Yes, after throwing massive amounts of hardware at the problem.
Dewey, what part of this looks like authorities should be involved?
No, but I can point to the New York Stock Exchange, which uses AIX and Linux.
GCHQ Quantum Insert installed. If only our tongues were made of glass, how much more careful we would be when we speak
Well, the Reuters article does say that trading started normally, but some traders were unable to connect, so the whole exchange was bought down to avoid unfair advantage/disadvantage occurring, so actually both stories are consistent.
Certain languages have features that eliminate large classes of errors. Whilst its possible that programmers will find other ways to screw up, I'd have though that reducing the set of errors that are actually possible would go some way to improving reliability.
With a general purpose programming language, the number of ways to screw up is effectively infinite. If you take another infinite set, say, the integers, and eliminate a large subset, say the even integers, you still have an infinite set left over. The GP is simply pointing out that there will always be programmers who screw up in ways that haven't been eliminated.
That was the their first mistake. What were they thinking? You need a 3 highly available Unix clusters with three SANs. You need three to elect a quorum. If you don't know what a quorum is you shouldn't be attempting to design system that is supposed to deliver on a 5-nine SLA. Each geographic location should include 1 cluster and 1 SAN. All three locations networked with dark fiber. fiber routing should be set up so that a cluster can fail over to a SAN in another location. As far as Hardware is concerned, I would go with a cluster of IBM P6-570 and use an EMC Symmetrix DMX SAN at each site. .Net trading platform.. I have to laugh! Microsoft .net = 5.none SLA! .Net is only good for people who would like to create a light duty website. Under a load it breaks. The London Stock Exchange proves my point.
Who the heck designed this?
I've been the lead architect and/or senior programmer on a couple of futures and options exchange trading platforms (CBOT's Order Routing System, CBOE's CBOEdirect) and pay the bills currently by connecting firms to various electronic trading platforms. Hardly anyone uses Microsoft except for GUI/user-facing applications. The back-end stuff is almost always UNIX/Linux.

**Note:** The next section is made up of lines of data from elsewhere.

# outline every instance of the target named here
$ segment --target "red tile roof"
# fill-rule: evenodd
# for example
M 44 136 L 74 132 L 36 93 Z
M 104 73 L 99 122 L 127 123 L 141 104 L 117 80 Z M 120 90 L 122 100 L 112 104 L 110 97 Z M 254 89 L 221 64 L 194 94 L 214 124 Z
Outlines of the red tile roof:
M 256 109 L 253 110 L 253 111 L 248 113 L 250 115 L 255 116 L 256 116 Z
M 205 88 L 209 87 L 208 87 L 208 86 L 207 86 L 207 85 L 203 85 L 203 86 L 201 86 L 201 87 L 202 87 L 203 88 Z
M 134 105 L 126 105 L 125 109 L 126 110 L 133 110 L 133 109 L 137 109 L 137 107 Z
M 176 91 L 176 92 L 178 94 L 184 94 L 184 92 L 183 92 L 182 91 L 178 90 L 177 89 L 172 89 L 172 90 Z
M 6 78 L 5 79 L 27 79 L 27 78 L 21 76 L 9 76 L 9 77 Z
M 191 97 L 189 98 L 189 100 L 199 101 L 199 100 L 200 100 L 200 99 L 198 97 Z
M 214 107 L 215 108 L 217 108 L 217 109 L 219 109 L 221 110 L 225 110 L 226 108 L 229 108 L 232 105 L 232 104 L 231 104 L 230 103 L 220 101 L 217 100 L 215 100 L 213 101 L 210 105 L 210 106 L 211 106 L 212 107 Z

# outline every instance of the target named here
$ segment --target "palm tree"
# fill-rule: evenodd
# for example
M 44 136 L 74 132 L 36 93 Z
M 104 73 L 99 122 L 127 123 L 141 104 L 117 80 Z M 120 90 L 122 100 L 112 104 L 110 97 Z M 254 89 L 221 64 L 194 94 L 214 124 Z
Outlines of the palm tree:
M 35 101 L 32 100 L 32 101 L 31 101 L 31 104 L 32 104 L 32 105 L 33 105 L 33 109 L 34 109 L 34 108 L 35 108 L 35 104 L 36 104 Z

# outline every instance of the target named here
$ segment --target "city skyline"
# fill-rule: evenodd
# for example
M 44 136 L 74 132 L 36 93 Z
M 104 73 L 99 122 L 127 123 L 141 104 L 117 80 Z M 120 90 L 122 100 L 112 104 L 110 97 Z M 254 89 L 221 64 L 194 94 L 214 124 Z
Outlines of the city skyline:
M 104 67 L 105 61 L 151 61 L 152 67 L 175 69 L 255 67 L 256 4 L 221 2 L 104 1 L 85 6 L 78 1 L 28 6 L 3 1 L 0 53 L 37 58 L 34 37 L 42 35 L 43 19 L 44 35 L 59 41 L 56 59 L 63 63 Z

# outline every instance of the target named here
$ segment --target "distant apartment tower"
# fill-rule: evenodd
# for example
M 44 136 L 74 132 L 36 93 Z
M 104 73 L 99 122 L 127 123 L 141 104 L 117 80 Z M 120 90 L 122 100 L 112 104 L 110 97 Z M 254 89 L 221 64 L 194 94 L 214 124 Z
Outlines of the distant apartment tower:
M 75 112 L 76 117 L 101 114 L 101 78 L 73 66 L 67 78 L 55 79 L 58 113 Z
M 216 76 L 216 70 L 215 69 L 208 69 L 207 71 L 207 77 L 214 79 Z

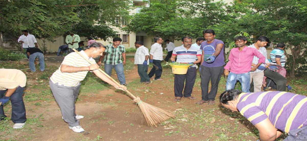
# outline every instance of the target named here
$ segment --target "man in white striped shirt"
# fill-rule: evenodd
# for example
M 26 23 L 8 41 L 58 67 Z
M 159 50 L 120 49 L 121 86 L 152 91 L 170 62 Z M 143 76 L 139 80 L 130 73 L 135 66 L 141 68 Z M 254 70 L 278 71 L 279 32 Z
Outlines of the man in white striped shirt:
M 175 47 L 173 50 L 171 57 L 172 62 L 175 62 L 176 57 L 177 62 L 191 64 L 185 74 L 175 74 L 174 82 L 176 101 L 179 101 L 183 97 L 189 99 L 196 99 L 191 96 L 194 83 L 196 78 L 196 64 L 200 62 L 201 51 L 195 46 L 192 46 L 192 38 L 189 37 L 182 38 L 182 45 Z M 197 57 L 197 60 L 196 60 Z M 183 93 L 182 91 L 183 91 Z
M 62 117 L 68 123 L 69 128 L 75 132 L 84 132 L 78 120 L 83 116 L 76 114 L 75 102 L 79 94 L 80 81 L 84 79 L 89 71 L 93 71 L 98 77 L 117 89 L 126 89 L 124 86 L 118 85 L 98 70 L 99 66 L 93 58 L 102 55 L 106 47 L 101 43 L 95 43 L 80 52 L 93 63 L 91 65 L 76 53 L 68 54 L 50 77 L 50 88 L 61 109 Z
M 18 43 L 22 44 L 22 47 L 21 49 L 22 50 L 23 49 L 25 53 L 25 56 L 29 59 L 29 56 L 27 54 L 27 50 L 30 47 L 38 47 L 37 42 L 34 35 L 29 34 L 28 30 L 22 30 L 21 31 L 22 32 L 22 35 L 18 38 Z

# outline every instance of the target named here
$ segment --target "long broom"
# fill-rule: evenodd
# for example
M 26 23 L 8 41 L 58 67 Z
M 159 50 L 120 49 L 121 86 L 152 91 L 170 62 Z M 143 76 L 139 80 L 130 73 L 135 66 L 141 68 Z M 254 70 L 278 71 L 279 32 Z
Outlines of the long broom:
M 76 50 L 75 49 L 72 49 L 72 50 L 90 64 L 93 64 L 87 58 L 83 56 Z M 99 69 L 98 70 L 117 85 L 119 86 L 120 85 L 118 83 L 101 69 Z M 160 124 L 170 118 L 175 117 L 173 115 L 167 111 L 142 101 L 139 97 L 134 96 L 128 90 L 125 90 L 125 91 L 128 94 L 130 97 L 133 99 L 133 101 L 136 102 L 148 126 L 157 127 L 157 124 Z

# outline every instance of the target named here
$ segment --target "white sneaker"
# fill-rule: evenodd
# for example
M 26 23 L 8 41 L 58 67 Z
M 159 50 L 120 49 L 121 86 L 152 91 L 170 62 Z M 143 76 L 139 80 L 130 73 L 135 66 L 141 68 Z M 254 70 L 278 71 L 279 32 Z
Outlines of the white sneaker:
M 76 115 L 76 119 L 78 120 L 80 120 L 80 119 L 82 119 L 84 117 L 84 116 L 81 116 L 81 115 Z M 62 119 L 64 119 L 64 118 L 63 118 L 63 117 L 62 117 Z
M 15 123 L 13 126 L 13 128 L 14 129 L 21 129 L 23 128 L 25 126 L 25 123 Z
M 81 116 L 81 115 L 76 115 L 76 118 L 78 120 L 80 119 L 82 119 L 84 117 L 84 116 Z
M 69 129 L 72 130 L 75 132 L 82 133 L 84 132 L 84 129 L 83 128 L 82 128 L 82 127 L 81 127 L 81 126 L 80 125 L 76 126 L 73 127 L 70 126 L 68 126 L 68 127 L 69 128 Z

Off the top of my head, I know that all the LiffeConnect-based systems (London Financial Futures Exchange, EuroNext, Amsterdam, CBOT Metals Complex, Tokyo Futures Exchange, probably a couple of others) run on Linux (a relatively recent change from Sun boxen). NYSE now owns that codebase, and I'm pretty sure that the NYSE uses Linux and AIX on its own platform.
The Chicago Mercantile Exchange's GLOBEX trading engine (running CME, CBOT non-Metals, NYMEX plus a couple smaller exchanges like Minneapolis and Kansas City) platform runs on Linux. They migrated from Solaris to Red Hat back in 2004.
The Intercontinental Exchange's WebICE platform is written in Java and I believe it's running on Linux, but there may be some Solaris still around.
The CBOEdirect system is Java but runs mostly on Sun Enterprise hardware. There is some Linux in the mix, and they certainly use it on some of their other trading systems.
In the (futures and options) trading world, running on Windows servers is considered to be a sure sign of being bush-league. Demand for UNIX/Linux is huge. And I'm not saying this as a Java/UNIX/Linux snob - most of the systems I've written were Microsoft-based (for a variety of reasons - most started out as technology demonstrations that grew way beyond their intended lifespan - "the client's always right").
I work in London as a freelancer in IT in Investment Banking. My professional experience was mostly with IT Products/Services companies.
Although I haven't worked in the LSE, from the places I've worked in around here I came out with the impression that most people in IT in this industry are amateurs (and that includes those in other geographical locations).
Any kind of more advanced IT concepts such as technical analysis, software/hardware architecture, iterative software development processes are pretty much either not done or done by people you don't have clue about what they're doing.
I'm hardly surprised with what happened in the LSE.